“It started off when went up Sydney for Tropfest, which is the world’s largest short film festival,” says director Ivan Malekin, who established the festival back in 2008. “I noticed a lot of the films that I saw were actually from Melbourne, so a film festival exclusive to Melbourne made sense. Then as the years have passed, it has just grown.”
Also having directed the festival for eight consecutive years, Malekin has watched the interest for the festival grow, along with the quality of the submissions.
“This year we had over 200 submissions which is a record for us,” he says. “We have a team including myself that go over submissions, watch them, and mark them. We decide based on a combination of everything, both story and production elements. In film it takes elements from all disciplines: camera, storytelling and acting. These components must come together in a stand out way to tell a compelling story.”
With a diverse variety of films on showcase in the 2016 program, Malekin says there is something that will cater to the taste of any movie-goer.
“This year I’m most looking forward to seeing The Legend Of Ben Hall opening the festival on a big screen, it’s going to be absolutely magical,” he says. “Also, Crime and Punishment by Andrew O’Keefe is going to be a stand out. It’s based on the classic 1866 novel by Fyodor Dostoevsky. Innuendo by Saara Lamberg is another twisty psychological thriller and it’s her debut feature. When you watch it, you’re so absorbed in the story and trying to work out what happens next. There are so many exciting films being shown this year.”
2016 marks a year of change for Made In Melbourne. Working closely with Women in Film & Television, the program aims to increase submissions from female filmmakers. An Indigenous incentive program has also been established this year to encourage people from all backgrounds to participate in the festival, and bridge gaps in the film industry.
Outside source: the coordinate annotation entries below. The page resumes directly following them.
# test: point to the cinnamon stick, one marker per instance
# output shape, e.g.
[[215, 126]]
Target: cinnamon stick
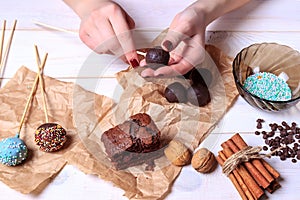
[[240, 143], [254, 188], [256, 174], [237, 182]]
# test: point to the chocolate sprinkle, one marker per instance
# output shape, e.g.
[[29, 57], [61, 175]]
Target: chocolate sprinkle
[[283, 136]]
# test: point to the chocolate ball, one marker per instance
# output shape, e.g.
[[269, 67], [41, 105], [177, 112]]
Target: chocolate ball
[[50, 137], [201, 76], [198, 95], [175, 93], [157, 55]]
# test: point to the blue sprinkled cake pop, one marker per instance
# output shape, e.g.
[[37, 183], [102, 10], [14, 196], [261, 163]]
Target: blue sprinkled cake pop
[[268, 86], [13, 151]]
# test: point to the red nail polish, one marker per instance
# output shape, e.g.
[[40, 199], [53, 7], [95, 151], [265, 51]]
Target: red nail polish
[[134, 63], [168, 45]]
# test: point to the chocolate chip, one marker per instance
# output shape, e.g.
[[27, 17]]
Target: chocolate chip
[[260, 120], [282, 157], [281, 136]]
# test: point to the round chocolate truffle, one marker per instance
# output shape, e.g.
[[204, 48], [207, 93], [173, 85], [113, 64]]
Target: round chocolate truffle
[[157, 55], [13, 151], [50, 137], [175, 93], [198, 95], [201, 76]]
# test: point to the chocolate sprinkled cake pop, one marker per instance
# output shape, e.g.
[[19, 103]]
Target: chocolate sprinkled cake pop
[[49, 137], [13, 151], [157, 57]]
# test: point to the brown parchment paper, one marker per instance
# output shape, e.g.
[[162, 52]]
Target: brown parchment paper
[[86, 115], [185, 122], [40, 167]]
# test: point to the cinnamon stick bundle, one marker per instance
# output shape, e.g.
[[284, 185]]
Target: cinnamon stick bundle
[[250, 178]]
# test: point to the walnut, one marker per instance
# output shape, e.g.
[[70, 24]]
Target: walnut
[[178, 154], [204, 161]]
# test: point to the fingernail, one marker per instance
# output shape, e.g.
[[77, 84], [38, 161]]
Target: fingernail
[[134, 63], [168, 45]]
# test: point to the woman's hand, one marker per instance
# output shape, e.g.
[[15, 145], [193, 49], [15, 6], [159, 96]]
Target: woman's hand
[[105, 28], [185, 39]]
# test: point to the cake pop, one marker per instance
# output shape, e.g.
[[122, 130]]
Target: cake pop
[[49, 137], [13, 150]]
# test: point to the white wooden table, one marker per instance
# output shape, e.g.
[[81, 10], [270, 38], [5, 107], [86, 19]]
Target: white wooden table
[[259, 21]]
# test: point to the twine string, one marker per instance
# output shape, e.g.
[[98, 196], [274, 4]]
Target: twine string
[[244, 155]]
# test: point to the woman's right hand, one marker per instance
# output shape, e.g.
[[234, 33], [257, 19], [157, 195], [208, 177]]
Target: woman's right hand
[[105, 28]]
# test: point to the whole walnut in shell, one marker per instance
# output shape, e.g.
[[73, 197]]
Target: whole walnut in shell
[[204, 161], [178, 154]]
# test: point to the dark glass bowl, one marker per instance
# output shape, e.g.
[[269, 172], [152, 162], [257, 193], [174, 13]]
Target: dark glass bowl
[[273, 58]]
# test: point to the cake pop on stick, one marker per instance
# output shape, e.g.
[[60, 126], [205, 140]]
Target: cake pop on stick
[[49, 136], [13, 150]]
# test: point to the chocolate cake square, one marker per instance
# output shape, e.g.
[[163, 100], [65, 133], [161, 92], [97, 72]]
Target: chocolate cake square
[[134, 142]]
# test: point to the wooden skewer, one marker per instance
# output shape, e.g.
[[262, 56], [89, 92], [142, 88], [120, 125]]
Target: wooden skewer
[[38, 61], [54, 27], [2, 39], [6, 52], [30, 96]]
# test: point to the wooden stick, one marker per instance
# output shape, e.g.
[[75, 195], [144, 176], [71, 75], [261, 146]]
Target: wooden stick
[[238, 140], [30, 97], [256, 191], [6, 52], [54, 27], [2, 39], [234, 180], [38, 61], [259, 178]]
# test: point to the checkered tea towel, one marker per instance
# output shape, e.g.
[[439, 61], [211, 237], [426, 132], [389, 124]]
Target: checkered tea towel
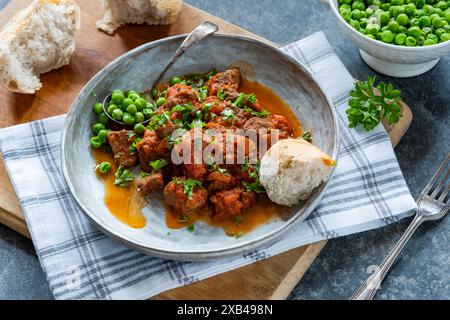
[[367, 191]]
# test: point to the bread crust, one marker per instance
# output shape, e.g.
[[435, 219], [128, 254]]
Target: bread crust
[[36, 40], [120, 12]]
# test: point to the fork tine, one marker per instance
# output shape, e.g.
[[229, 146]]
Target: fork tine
[[436, 176], [441, 185], [444, 194]]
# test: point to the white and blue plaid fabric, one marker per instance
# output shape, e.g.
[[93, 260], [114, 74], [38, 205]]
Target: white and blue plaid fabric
[[367, 191]]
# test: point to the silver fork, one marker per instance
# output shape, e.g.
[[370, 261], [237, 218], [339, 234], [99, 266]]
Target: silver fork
[[433, 204]]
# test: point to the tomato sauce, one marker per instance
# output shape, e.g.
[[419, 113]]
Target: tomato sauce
[[126, 204]]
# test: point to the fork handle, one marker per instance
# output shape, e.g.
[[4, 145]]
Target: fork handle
[[370, 287]]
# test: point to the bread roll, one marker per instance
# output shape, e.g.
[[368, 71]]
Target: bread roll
[[291, 169], [36, 40], [120, 12]]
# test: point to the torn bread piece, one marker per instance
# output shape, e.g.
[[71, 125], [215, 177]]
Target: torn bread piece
[[36, 40], [120, 12], [292, 169]]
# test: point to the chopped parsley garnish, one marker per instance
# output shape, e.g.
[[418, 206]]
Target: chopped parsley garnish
[[123, 177], [144, 174], [132, 149], [183, 218], [228, 114], [307, 136], [215, 167], [221, 95], [243, 98], [253, 173], [367, 108], [197, 123], [158, 164], [237, 219], [188, 185], [159, 120], [260, 114]]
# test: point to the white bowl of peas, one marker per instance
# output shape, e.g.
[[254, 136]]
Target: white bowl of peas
[[398, 38]]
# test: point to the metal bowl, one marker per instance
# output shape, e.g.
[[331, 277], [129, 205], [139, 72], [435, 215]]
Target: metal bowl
[[136, 69]]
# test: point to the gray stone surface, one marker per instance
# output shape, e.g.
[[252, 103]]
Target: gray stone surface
[[423, 270]]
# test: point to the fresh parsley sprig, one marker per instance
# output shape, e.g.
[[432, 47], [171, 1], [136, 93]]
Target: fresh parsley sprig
[[367, 107], [123, 177]]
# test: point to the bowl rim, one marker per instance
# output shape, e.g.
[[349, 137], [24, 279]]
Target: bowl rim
[[198, 255], [334, 8]]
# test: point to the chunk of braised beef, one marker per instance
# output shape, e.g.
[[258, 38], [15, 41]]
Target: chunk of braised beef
[[175, 196], [220, 181], [120, 142], [150, 148], [228, 82], [153, 182], [179, 94], [229, 203]]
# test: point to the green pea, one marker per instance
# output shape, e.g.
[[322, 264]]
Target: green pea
[[394, 11], [396, 2], [95, 142], [433, 37], [420, 40], [358, 5], [385, 6], [147, 113], [155, 94], [355, 24], [131, 109], [437, 22], [402, 29], [445, 37], [128, 118], [103, 135], [414, 32], [139, 128], [439, 32], [104, 167], [427, 30], [174, 81], [96, 128], [118, 97], [134, 96], [402, 19], [410, 41], [139, 117], [393, 26], [428, 9], [97, 108], [424, 21], [103, 118], [117, 114], [126, 102], [387, 36], [442, 5], [140, 103], [409, 9], [428, 42], [111, 108], [160, 101], [400, 39], [384, 18]]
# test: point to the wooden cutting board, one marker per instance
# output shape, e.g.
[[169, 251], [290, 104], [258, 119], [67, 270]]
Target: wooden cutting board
[[273, 278]]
“In the seven years this festival has run, we had never received a submission by an Indigenous film maker and wondered why that was,” he said. “So we established the First Nations Script To Screen Initiative, where we helped produce the screenplay Half. It will premiere at the festival at MIM Moonlight at QV Melbourne, the first time we are doing something under the stars. The film is about accepting who you are as a person, what you are, where you come from and making your decisions based on that.”
A web series category has also been added this year to keep up with the unprecedented number of people who now enjoy watching films online.
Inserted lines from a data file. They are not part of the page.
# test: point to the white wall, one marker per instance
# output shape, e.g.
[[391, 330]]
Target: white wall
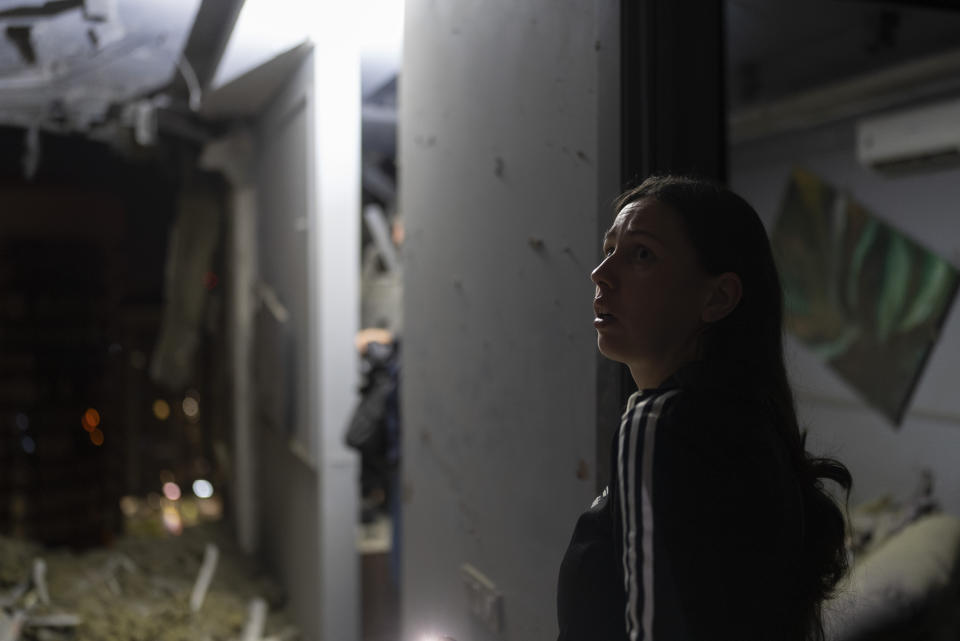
[[502, 124], [882, 458], [308, 193]]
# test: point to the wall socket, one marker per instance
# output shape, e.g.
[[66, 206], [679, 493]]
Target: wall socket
[[485, 602]]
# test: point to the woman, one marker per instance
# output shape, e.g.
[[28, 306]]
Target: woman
[[715, 523]]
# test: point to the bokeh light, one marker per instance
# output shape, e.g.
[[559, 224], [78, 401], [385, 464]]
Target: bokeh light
[[90, 419], [161, 409], [172, 522], [191, 407], [171, 491], [202, 488], [129, 505]]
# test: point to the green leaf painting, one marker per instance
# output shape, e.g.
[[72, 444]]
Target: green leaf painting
[[864, 297]]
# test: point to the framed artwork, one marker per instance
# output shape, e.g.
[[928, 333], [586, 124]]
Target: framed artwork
[[864, 297]]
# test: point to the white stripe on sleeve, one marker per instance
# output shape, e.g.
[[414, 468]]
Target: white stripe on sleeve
[[629, 511]]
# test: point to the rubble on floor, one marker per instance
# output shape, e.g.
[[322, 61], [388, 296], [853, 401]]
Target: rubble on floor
[[140, 589]]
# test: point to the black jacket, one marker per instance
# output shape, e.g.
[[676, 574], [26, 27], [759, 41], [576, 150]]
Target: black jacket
[[697, 535]]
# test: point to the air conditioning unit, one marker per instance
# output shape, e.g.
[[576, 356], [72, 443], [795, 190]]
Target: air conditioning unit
[[913, 139]]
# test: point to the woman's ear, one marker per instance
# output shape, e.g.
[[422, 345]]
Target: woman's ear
[[724, 297]]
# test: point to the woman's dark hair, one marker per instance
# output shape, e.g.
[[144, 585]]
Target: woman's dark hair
[[728, 236]]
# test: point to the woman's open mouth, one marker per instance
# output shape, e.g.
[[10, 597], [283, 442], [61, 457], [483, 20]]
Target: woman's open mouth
[[602, 320]]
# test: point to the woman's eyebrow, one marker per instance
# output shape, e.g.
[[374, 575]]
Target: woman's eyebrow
[[641, 232]]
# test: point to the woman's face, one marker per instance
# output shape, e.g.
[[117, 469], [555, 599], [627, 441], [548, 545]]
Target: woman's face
[[650, 292]]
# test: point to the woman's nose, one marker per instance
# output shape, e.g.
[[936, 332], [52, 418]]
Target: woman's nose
[[599, 275]]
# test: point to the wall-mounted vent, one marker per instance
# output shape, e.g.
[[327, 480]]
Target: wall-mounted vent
[[918, 139]]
“There’s a new young generation we want to capture by moving online,” Malekin says. “Today, the world online is just as exciting as what we might see on television, so responding to that we introduced a web series category. We have wanted to do a web series for a while but never had the funding to do so.”
Yet despite these boundaries the film industry may face, Malekin is confident that cinema will remain strongly embedded in the culture of Melbourne.
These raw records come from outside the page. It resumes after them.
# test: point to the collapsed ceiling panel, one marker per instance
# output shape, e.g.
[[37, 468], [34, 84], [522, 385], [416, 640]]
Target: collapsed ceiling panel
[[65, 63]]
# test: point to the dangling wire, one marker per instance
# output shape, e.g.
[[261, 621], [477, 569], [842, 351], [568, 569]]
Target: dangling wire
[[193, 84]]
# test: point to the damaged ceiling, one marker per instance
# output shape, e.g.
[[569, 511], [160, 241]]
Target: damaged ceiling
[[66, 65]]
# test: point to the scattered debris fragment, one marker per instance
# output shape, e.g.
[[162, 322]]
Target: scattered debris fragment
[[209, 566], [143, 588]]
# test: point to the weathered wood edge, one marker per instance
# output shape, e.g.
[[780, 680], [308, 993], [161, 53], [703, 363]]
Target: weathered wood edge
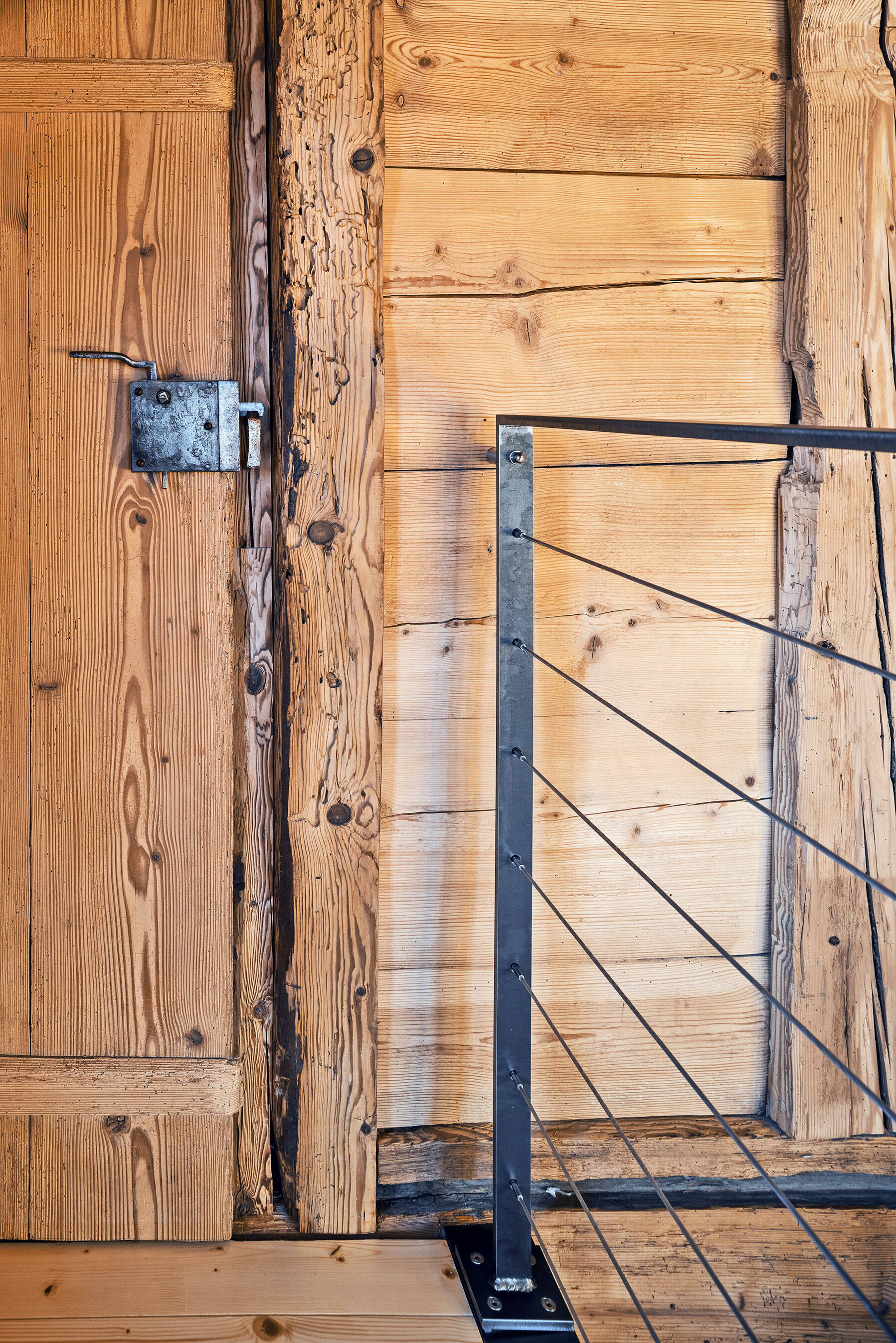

“We get more and more submissions by new filmmakers, new faces, an equality of work every year,” he says. “It becomes harder and harder to select the finalists because of the quality of work, so I’m quite optimistic about the film industry in Melbourne and filmmaking, because there’s a lot of ongoing talent coming through that we can continue to showcase.”
Amongst the many festivals that constantly run across the city, Made In Melbourne is a unique opportunity to witness the inner workings of some of Melbourne’s creatives on a big screen, as well as support local and emerging talent.
“We’re the only festival exclusively for local film makers. We celebrate Melbourne art and talent, we showcase emerging and established film makers as well as the next generation of local film makers and it all starts from home – who knows where these film makers will be in the future. So come along, and support Melbourne.”